There had, of course, been that rather disturbing conversation they had had in the courtyard. But she kept her mind closed to it. It did not fit into anything else she knew or had heard about the Marquess of Kenwood. It was best not to think of it.

And she must not recall that she had talked freely to him about her childless state, about her longing to have a child of her own. However had she come to confide such thoughts to him? She had never spoken about the matter with Teddy, even when month after month for the first two years she had shed tears in private. And she had only spoken of it once with her mother, at the end of the first year.

Why had she not flushed with mortification when the marquess had asked her right out why she had no children? Why had she not told him it was none of his concern?

But she would not think of it. She smiled at her father-in-law, with whom she was dancing a gavotte.
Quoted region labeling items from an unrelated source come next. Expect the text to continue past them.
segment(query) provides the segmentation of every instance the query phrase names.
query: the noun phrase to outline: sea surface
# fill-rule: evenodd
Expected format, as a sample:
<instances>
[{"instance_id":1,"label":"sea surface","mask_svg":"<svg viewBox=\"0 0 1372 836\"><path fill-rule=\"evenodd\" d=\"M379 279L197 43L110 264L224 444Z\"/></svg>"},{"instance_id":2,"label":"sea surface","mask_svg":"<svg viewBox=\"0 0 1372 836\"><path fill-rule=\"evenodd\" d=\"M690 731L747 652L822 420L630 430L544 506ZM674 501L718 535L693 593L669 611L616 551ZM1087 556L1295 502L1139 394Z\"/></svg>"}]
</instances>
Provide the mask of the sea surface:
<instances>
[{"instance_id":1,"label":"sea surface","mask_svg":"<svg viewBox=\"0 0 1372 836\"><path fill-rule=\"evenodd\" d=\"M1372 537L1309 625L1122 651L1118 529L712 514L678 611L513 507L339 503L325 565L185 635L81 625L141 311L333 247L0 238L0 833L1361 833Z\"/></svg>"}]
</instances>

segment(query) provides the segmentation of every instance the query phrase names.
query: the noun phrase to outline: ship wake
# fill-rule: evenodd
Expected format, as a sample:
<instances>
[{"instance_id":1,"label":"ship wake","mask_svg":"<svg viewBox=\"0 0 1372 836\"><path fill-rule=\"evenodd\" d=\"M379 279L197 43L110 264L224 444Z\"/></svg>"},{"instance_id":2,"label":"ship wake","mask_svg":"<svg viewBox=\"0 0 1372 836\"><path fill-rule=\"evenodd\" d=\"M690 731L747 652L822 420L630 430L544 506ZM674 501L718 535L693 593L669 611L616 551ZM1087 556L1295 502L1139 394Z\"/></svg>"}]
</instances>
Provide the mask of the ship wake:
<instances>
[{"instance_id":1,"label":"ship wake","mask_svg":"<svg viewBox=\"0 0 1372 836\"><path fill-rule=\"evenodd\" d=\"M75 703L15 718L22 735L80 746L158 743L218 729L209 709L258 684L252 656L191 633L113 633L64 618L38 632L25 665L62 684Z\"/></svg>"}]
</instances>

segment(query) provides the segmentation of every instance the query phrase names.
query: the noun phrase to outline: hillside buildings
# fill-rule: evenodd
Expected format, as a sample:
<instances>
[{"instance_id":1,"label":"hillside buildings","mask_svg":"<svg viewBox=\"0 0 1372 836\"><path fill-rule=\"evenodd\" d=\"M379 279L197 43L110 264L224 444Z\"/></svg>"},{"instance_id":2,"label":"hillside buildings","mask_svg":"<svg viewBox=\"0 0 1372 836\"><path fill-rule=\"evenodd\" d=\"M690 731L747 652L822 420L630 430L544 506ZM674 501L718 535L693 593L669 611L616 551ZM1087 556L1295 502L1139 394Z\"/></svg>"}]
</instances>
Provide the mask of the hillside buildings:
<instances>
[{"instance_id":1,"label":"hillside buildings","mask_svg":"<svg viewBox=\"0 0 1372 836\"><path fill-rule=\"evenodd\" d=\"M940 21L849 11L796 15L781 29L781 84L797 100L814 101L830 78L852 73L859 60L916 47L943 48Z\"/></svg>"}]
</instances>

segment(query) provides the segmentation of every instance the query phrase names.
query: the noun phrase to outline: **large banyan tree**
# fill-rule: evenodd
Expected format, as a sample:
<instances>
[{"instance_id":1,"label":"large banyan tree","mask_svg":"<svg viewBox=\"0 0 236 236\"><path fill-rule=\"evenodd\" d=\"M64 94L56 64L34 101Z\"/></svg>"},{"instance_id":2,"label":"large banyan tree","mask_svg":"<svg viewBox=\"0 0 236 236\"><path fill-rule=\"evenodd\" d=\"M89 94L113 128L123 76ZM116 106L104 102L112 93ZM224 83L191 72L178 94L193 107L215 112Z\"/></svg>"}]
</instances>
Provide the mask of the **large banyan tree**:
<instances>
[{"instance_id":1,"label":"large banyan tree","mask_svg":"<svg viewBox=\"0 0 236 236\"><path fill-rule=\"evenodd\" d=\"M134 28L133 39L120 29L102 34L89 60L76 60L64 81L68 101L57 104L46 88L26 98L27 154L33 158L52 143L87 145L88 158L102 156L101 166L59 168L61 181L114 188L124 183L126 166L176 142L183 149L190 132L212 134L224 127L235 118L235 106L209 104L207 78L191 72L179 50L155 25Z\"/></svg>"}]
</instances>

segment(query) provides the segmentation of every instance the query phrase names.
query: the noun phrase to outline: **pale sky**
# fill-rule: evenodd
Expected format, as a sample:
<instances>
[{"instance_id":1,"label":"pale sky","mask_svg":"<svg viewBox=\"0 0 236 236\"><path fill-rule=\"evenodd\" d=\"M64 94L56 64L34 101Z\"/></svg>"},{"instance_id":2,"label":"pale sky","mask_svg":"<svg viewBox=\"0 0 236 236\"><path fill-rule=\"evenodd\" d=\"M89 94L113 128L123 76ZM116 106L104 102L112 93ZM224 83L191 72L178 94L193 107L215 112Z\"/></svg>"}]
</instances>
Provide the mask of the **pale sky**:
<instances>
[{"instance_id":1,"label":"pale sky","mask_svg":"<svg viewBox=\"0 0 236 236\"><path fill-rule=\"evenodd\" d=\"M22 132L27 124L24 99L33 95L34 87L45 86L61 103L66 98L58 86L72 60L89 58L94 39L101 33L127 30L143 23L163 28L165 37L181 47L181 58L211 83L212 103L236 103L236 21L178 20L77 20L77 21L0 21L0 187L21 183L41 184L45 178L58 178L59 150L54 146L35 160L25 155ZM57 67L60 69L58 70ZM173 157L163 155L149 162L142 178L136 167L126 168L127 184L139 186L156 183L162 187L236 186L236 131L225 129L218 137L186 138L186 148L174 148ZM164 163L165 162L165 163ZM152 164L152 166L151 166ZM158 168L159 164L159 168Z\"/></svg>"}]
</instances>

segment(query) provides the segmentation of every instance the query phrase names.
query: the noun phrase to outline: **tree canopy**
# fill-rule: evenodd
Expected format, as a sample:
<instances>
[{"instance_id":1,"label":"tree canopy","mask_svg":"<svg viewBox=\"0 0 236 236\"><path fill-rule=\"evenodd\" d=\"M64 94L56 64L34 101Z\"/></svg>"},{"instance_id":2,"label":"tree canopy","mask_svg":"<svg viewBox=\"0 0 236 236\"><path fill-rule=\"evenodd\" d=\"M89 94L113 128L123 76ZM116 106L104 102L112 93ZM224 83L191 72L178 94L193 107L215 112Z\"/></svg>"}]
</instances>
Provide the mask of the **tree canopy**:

"All the ladies want to dance with you, Papa," she said. "I hope you will not collapse with exhaustion."

"Never!" he said. "I have not been this sought-after since I was a young sprig of a bachelor, Diana, and all the mamas knew that I would be an earl one day. Ah, those were the days."

"I would not let Mama hear you say that if I were you," she said.

"I only meant, my dear,"hesaid, "that I would have all the pleasure of meeting her and courting her again. A little slip of a thing she was in those days. I could have spanned her waist with my two hands."

"And I daresay you did, too, on more than one occasion," she said with a laugh.

She was not really looking forward to the next set. She was to dance it with Mr. Peabody. She had not spoken much with him since the afternoon of the picnic. She guessed that he looked back on their encounter with some embarrassment. She had been somewhat surprised when he asked her for a set of dances. She hoped that he was not about to renew his addresses.

''You must come and sit beside me until your next partner comes to claim you," the earl said when the music drew to a close. "I must catch my breath, Diana. I see that my dear countess is leading Jack this way."

Diana looked up in some dismay. She had noticed that the two of them were dancing the previous set. She schooled her features into the coolness she had perfected during her Season in London.

"How perfectly splendid the music is," the countess said, her arm firmly holding Lord Kenwood's.